She spent much of her ‘ridiculously magical and intensely imaginative’ childhood in Papua New Guinea and her teenage years ‘located between the maunga and the sea in Taranaki. Watching.’

She gained a BA in English and a MA specialising in contemporary Māori art, followed by a MALit, and was a graduate of the University of Auckland creative writing class. She also worked towards a PhD on the use of museum collections in contemporary New Zealand art.

Bloom (Penguin, 2003), her debut novel, won the NZSA Hubert Church Best First Book Award for Fiction at the Montana New Zealand Book Awards 2004. She went on to produce four more novels: Grace is Gone (Penguin, 2005); On an Island, with Consequences Dire (Penguin, 2007); Quinine (Huia, 2010); and Daylight Second (HarperCollins, 2016).
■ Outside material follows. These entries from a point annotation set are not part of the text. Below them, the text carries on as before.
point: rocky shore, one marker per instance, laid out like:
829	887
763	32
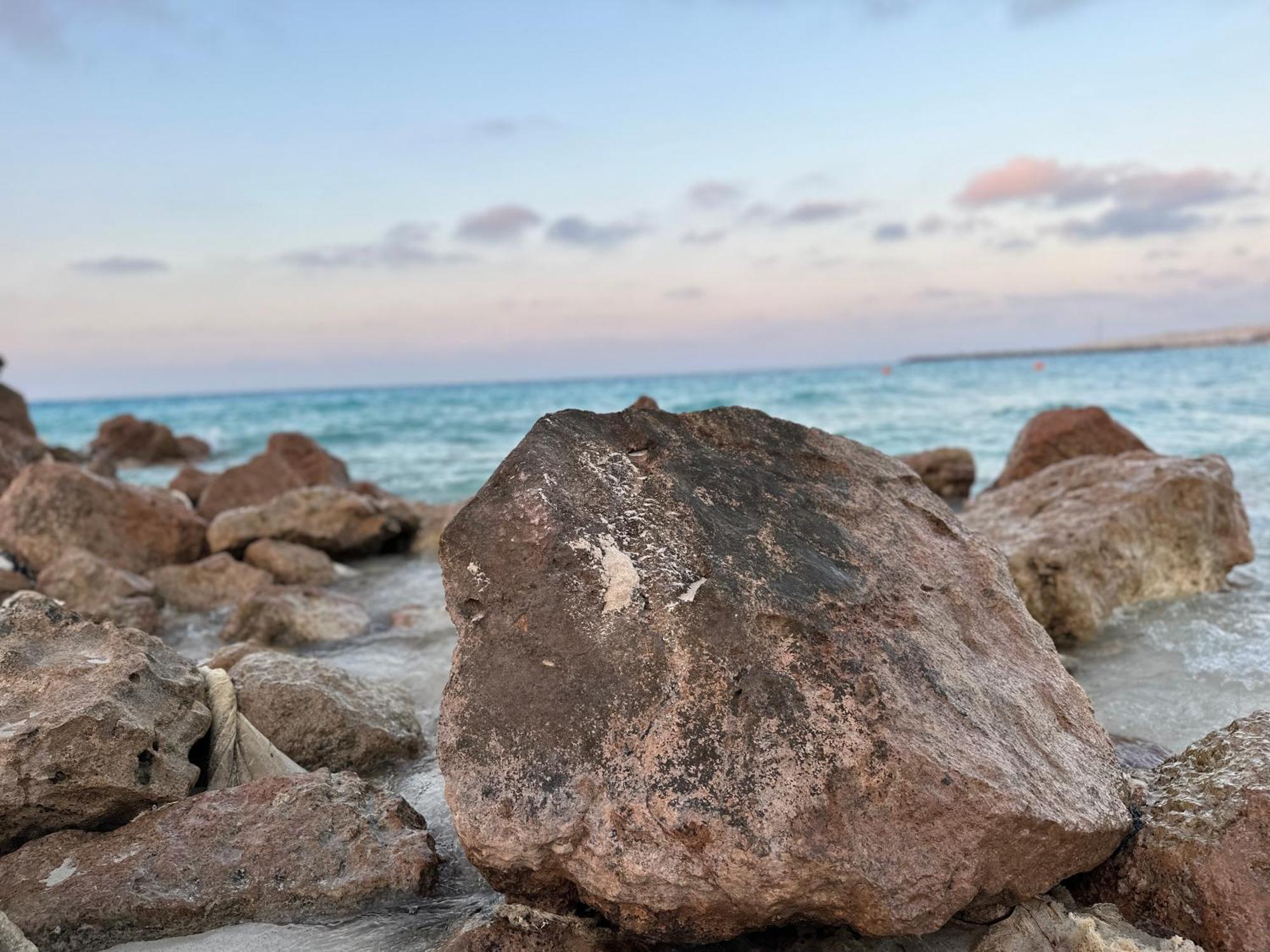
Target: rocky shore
721	682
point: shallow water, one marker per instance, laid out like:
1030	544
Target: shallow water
1168	672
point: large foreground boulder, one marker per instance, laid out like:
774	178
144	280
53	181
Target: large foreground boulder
1066	433
280	850
53	507
134	442
1088	536
336	521
718	672
323	717
96	722
1200	864
290	461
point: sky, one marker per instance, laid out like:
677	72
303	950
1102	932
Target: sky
228	195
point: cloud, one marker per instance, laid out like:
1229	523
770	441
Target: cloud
121	265
500	224
584	233
714	195
406	246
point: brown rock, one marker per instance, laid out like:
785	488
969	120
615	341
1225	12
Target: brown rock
1197	866
336	521
294	615
291	564
761	676
54	507
210	583
514	929
323	717
192	482
96	723
137	442
290	461
280	850
1090	535
948	472
1066	433
100	592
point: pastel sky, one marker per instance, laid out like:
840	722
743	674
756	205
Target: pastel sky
232	195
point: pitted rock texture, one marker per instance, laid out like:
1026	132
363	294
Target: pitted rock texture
280	850
323	717
54	507
96	723
1066	433
718	672
1092	535
1200	864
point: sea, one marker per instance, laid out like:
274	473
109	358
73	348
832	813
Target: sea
1168	672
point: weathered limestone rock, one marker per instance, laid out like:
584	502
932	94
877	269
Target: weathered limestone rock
759	675
291	564
1088	536
135	442
1066	433
512	929
1198	864
279	850
323	717
290	461
210	583
54	507
100	592
294	615
96	723
948	472
336	521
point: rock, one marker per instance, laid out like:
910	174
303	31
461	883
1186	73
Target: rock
1090	535
96	723
192	482
1066	433
279	850
54	507
1197	866
100	592
291	564
294	615
336	521
210	583
323	717
514	929
15	413
135	442
948	472
761	676
290	461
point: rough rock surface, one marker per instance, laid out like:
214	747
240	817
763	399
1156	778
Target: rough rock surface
1090	535
333	520
295	615
210	583
128	440
290	461
290	563
1066	433
1200	864
101	592
96	723
761	675
279	850
323	717
53	507
512	929
948	472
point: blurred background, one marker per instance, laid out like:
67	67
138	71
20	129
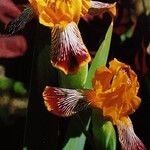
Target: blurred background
130	44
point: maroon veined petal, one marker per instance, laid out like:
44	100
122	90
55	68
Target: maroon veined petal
127	137
12	46
68	51
63	102
98	8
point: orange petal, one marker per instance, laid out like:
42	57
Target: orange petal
68	52
99	8
63	102
127	137
104	76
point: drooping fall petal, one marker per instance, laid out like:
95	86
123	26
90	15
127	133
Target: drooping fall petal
68	51
63	102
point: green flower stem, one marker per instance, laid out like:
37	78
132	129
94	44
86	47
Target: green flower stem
103	130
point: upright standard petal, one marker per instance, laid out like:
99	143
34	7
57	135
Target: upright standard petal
64	102
60	12
68	51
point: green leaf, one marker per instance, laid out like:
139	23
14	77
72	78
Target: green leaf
75	81
6	83
100	58
103	130
19	88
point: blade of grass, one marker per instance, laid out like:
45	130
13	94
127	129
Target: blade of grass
103	131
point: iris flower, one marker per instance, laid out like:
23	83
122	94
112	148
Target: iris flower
114	93
68	51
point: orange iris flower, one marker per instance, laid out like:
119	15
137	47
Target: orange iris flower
114	92
68	51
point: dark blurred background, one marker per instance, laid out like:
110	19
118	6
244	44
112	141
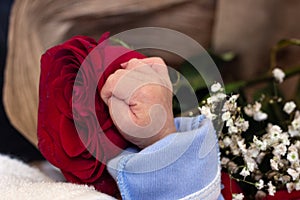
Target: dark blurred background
11	141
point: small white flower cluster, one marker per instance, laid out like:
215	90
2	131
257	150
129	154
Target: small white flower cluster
278	74
255	112
275	145
209	109
239	196
294	128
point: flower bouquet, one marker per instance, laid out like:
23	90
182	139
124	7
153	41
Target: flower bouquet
259	141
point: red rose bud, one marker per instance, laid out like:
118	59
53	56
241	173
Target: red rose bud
72	74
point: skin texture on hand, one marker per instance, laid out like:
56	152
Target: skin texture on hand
139	98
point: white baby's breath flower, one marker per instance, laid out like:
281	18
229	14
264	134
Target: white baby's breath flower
221	95
226	116
227	141
242	146
271	189
293	132
216	87
229	122
245	126
296	123
289	107
260	116
253	151
205	110
274	164
248	110
233	129
290	187
260	157
256	107
294	174
293	156
262	145
285	140
279	150
212	99
260	184
278	74
274	129
251	165
241	124
239	196
224	161
245	172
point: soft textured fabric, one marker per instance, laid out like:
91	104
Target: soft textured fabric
80	151
182	165
18	181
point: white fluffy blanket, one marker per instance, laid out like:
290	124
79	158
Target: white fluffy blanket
19	181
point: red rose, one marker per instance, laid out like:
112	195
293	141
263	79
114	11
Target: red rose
80	151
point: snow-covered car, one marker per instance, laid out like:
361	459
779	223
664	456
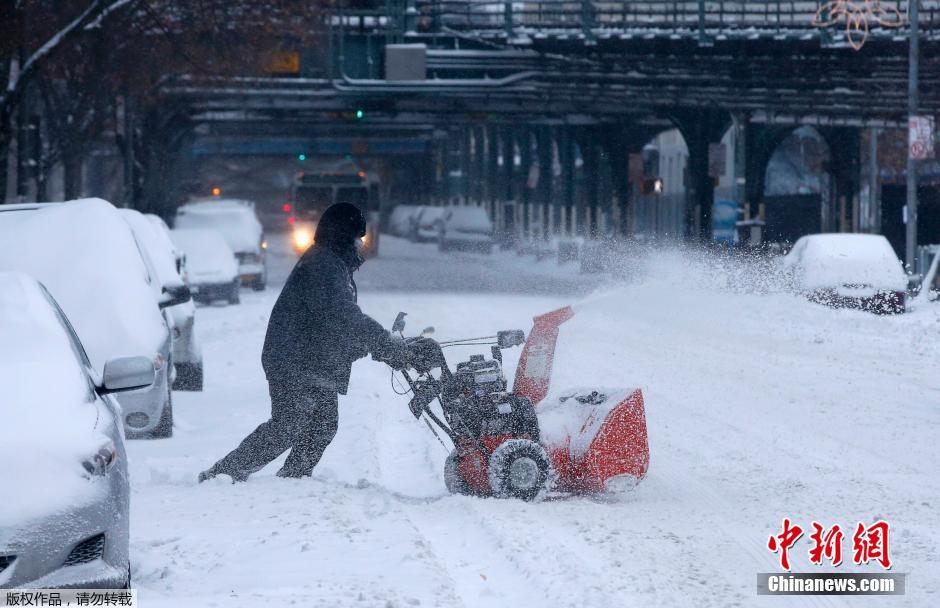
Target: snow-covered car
86	256
847	271
174	297
426	224
64	514
211	266
466	228
239	226
401	220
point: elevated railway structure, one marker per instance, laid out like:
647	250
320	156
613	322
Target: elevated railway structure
511	100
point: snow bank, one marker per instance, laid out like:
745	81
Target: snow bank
208	256
47	414
235	220
85	255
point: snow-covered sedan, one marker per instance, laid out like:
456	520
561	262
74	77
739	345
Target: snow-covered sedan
466	228
848	271
173	294
238	224
187	353
401	220
86	256
211	266
64	513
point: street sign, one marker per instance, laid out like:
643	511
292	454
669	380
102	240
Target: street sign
920	137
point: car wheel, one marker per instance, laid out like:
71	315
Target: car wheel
519	468
234	297
452	478
188	377
165	426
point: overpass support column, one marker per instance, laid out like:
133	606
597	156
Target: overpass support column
587	224
845	167
466	166
618	160
525	157
544	186
700	130
479	165
492	171
567	154
507	214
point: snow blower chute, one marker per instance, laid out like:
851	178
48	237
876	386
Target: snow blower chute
520	442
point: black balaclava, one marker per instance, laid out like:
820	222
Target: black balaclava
339	227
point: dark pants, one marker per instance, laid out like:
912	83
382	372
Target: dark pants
302	420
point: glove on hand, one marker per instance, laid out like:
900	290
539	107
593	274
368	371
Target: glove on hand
393	352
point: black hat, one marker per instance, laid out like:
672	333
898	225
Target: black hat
340	225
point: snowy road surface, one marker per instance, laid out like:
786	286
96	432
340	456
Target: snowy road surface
759	407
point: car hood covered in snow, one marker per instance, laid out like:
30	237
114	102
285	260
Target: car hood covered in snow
837	260
157	245
208	256
86	256
47	413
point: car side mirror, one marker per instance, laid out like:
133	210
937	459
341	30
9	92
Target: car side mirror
177	295
399	324
127	374
510	337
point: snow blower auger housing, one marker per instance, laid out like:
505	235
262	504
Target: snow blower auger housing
500	444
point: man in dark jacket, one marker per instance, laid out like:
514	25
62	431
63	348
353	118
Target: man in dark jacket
315	333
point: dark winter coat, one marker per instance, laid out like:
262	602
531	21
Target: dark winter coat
316	329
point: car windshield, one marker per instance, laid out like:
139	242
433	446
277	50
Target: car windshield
238	226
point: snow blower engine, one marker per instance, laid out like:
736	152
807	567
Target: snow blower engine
495	433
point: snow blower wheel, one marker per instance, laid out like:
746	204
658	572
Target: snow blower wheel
519	468
454	481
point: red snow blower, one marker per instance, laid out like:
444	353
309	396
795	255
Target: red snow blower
516	444
519	443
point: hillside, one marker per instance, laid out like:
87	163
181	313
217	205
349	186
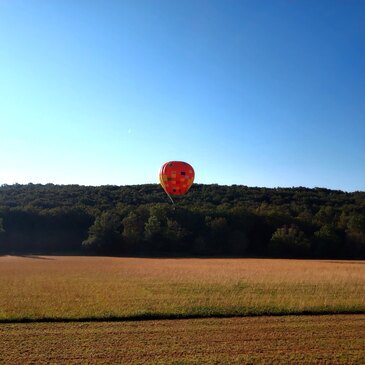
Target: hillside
211	220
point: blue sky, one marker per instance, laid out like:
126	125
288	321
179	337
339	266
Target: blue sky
260	93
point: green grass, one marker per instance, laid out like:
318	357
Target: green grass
337	339
79	288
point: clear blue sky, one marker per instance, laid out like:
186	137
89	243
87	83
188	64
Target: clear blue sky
260	93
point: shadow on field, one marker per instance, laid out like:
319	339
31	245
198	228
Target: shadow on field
28	256
347	262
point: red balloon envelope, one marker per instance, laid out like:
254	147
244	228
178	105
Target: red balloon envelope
176	177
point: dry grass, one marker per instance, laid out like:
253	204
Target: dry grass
103	287
335	339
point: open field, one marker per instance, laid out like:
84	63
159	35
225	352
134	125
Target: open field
70	288
331	339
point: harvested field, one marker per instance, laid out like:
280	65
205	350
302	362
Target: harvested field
72	287
337	339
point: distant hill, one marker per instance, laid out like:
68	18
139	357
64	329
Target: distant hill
210	220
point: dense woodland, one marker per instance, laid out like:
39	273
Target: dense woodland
211	220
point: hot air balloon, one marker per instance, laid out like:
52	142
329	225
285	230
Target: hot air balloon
176	177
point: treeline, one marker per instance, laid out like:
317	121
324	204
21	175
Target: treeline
211	220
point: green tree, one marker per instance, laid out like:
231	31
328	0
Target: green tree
105	233
289	241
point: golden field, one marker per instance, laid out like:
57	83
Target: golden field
77	288
330	339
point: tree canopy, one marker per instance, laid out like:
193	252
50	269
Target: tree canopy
211	220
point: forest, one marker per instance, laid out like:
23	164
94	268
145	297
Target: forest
209	221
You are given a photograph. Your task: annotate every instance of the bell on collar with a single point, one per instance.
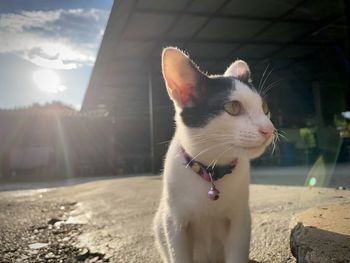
(213, 193)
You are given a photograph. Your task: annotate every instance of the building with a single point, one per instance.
(301, 48)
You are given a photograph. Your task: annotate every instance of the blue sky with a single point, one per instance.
(48, 49)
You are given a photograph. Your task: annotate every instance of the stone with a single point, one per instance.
(38, 245)
(321, 235)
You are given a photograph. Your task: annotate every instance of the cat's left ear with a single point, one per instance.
(240, 70)
(181, 76)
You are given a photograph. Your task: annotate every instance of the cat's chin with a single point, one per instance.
(255, 152)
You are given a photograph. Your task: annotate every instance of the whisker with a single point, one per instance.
(268, 75)
(217, 159)
(270, 86)
(262, 77)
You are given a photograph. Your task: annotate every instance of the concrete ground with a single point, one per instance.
(117, 214)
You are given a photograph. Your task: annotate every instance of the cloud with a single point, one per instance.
(57, 39)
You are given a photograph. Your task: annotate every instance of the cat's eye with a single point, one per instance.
(265, 107)
(233, 108)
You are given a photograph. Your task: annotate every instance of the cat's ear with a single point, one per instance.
(181, 76)
(238, 69)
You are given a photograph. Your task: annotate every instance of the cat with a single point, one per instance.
(221, 124)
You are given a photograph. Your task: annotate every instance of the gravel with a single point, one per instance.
(35, 231)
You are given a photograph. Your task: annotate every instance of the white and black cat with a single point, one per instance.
(221, 123)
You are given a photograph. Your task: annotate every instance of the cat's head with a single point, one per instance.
(222, 115)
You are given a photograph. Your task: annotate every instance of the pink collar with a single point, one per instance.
(209, 173)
In 2003 she was the recipient of the Todd Young Writers’ Bursary. She was awarded the inaugural NZSA Janet Frame Literary Award in 2025. She made use of the Māori Writer’s Residency at the Michael King Writers’ Centre in 2014 to write Daylight Second and the 2023 Grimshaw Sargeson Fellowship to work on a sixth novel, currently unpublished.

Several short stories and a small selection of her poems have appeared in collections, though according to Morey, ‘brevity never came naturally’. Her story ‘Maori Bread’ featured in 100 Short, Short Stories edited by Graeme Lay (Tandem, 1997) and ‘The Gardenia Tree’ appeared in the fourth edition of the same series. Later published stories include ‘Poor Man's Orange’ in Black Marks on the White Page, edited by Witi Ihimaera and Tina Makereti (Vintage, 2017) and ‘Reasons why I called in sick rather than go to the mihi whakatau for new employees last Friday’ in Te Awa o Kupu, edited by Vaughan Rapatahana and Kiri Piahana-Wong (Penguin, 2023)

As the oral historian for the RNZN Museum, Morey wrote Service to the Sea (Penguin, 2008), a history of the Royal New Zealand Navy. Other non-fiction publications were How to Read a Book (Awa Press, 2005) and St Cuthbert's College: 100 Years (St Cuthbert's College, 2014). She also wrote criticism – art and literary – and features, reviews and essays for newspapers and magazines.

Morey spent her final years on a rural property in Kaiwaka, Northland, where she maintained a soft spot for Jack Russell terriers, Italian greyhounds, other people’s writing, the New Zealand thoroughbred, star gazing and the various ghosts and characters she carted around in the bottomless kete of her imagination.